Processo por informação incorreta do chatbot
- Em 2022, Jake Mofat entrou em contato com a Air Canada para verificar se era elegível para uma tarifa de luto e se poderia solicitar reembolso.
- De acordo com a captura de tela da conversa com o chatbot, Mofat foi orientado de que poderia solicitar reembolso preenchendo um formulário online em até 90 dias a partir da emissão do bilhete.
- Mofat havia reservado um voo para Toronto para participar do funeral de um familiar, mas, ao pedir reembolso, a Air Canada afirmou que a tarifa de luto não se aplica após a conclusão da viagem.
Defesa e julgamento da Air Canada
- A Air Canada alegou que o chatbot era uma "entidade jurídica separada" e negou responsabilidade pelas informações que ele forneceu.
- No entanto, o julgador Christopher Rivers determinou que a Air Canada responde por todas as informações do site.

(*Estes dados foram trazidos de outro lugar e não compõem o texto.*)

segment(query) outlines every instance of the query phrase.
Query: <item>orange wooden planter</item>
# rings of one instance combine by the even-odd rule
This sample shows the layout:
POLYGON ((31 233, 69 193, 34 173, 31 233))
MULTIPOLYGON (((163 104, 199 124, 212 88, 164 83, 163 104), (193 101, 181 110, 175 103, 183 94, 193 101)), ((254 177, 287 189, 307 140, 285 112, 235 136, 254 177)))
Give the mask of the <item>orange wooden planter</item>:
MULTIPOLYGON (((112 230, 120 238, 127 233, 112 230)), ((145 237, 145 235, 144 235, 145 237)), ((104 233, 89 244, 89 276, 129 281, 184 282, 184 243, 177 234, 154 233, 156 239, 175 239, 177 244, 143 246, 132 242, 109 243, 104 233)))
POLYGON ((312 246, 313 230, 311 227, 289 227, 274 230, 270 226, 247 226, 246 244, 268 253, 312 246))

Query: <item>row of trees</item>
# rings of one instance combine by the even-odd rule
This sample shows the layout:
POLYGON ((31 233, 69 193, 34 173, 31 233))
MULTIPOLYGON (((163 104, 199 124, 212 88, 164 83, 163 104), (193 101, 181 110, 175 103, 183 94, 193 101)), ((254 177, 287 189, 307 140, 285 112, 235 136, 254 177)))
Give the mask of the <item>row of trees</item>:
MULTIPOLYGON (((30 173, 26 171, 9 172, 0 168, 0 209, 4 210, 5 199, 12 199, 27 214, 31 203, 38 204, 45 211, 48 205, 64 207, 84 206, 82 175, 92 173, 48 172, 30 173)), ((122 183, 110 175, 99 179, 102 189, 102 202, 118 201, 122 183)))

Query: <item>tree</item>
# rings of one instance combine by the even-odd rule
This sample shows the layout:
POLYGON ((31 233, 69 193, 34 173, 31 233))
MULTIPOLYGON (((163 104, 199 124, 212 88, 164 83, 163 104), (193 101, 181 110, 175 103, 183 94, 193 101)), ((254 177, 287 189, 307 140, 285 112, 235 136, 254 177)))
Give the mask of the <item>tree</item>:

- A Air Canada disse que as informações corretas estavam no site, mas Rivers observou que ela não conseguiu explicar por que a página da "viagem de luto" seria mais confiável que o chatbot.
Valor da indenização
- A Air Canada deve pagar a Mofat a diferença entre o preço do bilhete que ele pagou e a tarifa de luto com desconto, C$650,88, além de juros pré-julgamento de C$36,14 e taxa de C$125.
Opinião da GN⁺:
- Este caso impulsionou um debate importante sobre a precisão das informações fornecidas por ferramentas automatizadas de atendimento ao cliente, como chatbots, e sobre a responsabilidade das empresas.
- A tentativa de usar tecnologia para melhorar o atendimento é positiva, mas também evidencia que supervisão adequada e comunicação responsável são indispensáveis.
- O caso pode servir de alerta para outras empresas, abrindo espaço para reconhecer o papel e os limites da tecnologia na comunicação com clientes.